My father has given up on Duck Hunting and has not been out the last couple seasons. While his hunting retirement relates to health issues, it occurred without an announcement. I had to piece things together from his rude disinterest and disparaging comments when I discussed going hunting with him.
It has had an impact on our relationship. My father is a selfish cantankerous man with anxiety issues and a penchant for insular views that he rudely pushes. He has greatly influenced the person I am today – through a long list of actions and behaviours of his that I’ve sworn never to mimic. Hunting was the way we stayed connected. I put up with him more than I might naturally be inclined, and he wasn’t quite as abrasive around me.
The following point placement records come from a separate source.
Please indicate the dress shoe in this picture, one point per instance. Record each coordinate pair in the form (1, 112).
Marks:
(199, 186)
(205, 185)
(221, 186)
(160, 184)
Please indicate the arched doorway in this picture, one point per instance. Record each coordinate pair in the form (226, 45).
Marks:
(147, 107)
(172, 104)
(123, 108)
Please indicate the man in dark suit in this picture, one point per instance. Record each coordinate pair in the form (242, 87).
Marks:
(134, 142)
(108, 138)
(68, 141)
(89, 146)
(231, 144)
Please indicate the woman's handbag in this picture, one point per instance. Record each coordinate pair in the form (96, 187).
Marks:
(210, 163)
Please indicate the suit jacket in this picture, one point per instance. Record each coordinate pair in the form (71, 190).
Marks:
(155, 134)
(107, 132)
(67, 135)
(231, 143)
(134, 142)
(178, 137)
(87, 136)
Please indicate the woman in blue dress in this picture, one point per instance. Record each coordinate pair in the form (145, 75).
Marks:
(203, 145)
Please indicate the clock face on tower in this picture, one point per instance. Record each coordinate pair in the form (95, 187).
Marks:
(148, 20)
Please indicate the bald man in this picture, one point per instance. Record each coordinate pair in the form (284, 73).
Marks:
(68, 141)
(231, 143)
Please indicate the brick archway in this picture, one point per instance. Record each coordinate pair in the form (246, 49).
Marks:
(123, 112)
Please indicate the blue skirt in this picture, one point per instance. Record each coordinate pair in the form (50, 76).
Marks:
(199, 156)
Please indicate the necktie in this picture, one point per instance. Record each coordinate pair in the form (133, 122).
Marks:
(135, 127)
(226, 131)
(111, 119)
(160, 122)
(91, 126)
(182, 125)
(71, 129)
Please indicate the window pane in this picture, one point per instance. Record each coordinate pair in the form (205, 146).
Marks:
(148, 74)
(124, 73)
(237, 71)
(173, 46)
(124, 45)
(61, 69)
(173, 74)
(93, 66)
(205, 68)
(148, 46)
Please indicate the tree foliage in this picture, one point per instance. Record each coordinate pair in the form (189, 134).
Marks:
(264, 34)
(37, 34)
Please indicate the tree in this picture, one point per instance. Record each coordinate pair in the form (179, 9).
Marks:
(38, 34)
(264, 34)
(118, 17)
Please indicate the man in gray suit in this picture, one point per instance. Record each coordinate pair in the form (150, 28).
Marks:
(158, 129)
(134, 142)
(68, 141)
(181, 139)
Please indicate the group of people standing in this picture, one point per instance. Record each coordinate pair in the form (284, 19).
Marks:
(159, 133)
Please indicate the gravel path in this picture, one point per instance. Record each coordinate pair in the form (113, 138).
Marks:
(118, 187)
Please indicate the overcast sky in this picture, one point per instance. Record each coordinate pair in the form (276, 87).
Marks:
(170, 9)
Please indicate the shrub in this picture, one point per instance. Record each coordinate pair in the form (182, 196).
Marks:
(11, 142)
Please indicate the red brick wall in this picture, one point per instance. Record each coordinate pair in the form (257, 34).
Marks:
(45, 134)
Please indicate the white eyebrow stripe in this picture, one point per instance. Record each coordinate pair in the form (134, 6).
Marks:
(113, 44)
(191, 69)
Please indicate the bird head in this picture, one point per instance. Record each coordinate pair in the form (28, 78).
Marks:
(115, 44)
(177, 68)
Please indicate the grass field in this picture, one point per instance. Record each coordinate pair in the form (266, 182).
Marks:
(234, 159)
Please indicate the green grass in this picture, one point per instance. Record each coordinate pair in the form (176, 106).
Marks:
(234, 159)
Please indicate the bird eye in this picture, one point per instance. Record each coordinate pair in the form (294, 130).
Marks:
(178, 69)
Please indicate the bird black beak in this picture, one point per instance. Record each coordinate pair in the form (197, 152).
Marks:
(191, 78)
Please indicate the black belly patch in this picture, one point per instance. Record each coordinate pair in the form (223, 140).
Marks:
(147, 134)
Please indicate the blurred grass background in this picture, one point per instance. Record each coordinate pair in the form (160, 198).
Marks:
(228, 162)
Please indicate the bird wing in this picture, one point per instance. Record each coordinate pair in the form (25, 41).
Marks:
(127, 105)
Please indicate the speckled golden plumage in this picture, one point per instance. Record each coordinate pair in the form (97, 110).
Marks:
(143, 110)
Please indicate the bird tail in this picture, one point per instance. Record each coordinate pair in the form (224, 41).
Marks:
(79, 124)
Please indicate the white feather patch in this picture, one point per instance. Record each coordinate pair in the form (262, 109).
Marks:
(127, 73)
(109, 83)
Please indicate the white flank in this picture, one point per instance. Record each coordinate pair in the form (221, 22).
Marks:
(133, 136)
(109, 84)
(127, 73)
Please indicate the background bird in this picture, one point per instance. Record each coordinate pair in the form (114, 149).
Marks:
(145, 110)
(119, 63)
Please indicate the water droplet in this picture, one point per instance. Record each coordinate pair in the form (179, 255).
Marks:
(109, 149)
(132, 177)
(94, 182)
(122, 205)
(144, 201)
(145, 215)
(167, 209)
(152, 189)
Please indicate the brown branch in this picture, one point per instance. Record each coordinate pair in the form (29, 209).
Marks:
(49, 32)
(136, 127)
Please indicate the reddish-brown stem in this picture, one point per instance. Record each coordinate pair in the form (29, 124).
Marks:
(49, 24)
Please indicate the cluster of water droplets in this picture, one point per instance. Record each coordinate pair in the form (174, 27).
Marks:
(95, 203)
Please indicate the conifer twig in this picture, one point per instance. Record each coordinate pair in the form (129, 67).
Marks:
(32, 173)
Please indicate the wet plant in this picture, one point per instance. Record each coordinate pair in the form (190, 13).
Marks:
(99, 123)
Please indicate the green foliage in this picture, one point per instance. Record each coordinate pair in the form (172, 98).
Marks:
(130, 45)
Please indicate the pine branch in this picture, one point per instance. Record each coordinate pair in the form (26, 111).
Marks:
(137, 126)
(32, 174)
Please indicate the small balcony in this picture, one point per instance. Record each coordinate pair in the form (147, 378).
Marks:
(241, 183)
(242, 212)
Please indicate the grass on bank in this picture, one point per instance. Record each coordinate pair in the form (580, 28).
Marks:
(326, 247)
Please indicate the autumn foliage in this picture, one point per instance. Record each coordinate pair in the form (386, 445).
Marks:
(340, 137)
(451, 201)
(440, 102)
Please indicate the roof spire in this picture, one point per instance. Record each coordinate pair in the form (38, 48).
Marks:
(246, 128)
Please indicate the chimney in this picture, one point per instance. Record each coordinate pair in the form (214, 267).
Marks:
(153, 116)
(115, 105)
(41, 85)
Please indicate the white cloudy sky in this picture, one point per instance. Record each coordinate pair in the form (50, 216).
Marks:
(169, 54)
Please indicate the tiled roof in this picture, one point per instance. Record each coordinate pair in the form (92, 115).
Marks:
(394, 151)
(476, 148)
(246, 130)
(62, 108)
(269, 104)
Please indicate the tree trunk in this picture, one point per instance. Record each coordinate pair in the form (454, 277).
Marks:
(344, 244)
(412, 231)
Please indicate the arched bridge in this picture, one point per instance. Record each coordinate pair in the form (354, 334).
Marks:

Without hunting I am sure I would have had an estranged relationship with him from my teenage years.
I have been hurt by the change in him – but as I think I might have already mentioned – someone did offer the explanation that he might be grieving over the loss of his hunting. Others suggest his increase hostility and more erratic behaviour might be the beginnings of dementia.
Now, after 35 odd years of almost always hunting with my father, I am having to hunt on my own.
Hunting on your own is a lot harder. Two people can scout more locations, keep each other motivated, keep each other alert on the long drives, share resources, work together in the field, discuss the decisions that must be made, and see the highs and lows and be part of each other’s stories. Two people is also a lot safer.
Hunting solo you need to be better prepared, more aware of your limitations, keep yourself motivated, and understand those special moments – a brilliant Sunrise, and beautiful double taken over decoys, won’t ever be truly shared.
Yes, there is an obvious EVE analogy in there. I’m clearing out some recent half-finished posts from my blog notes that I figure I won’t ever finish, but there seemed enough of this one to post anyway.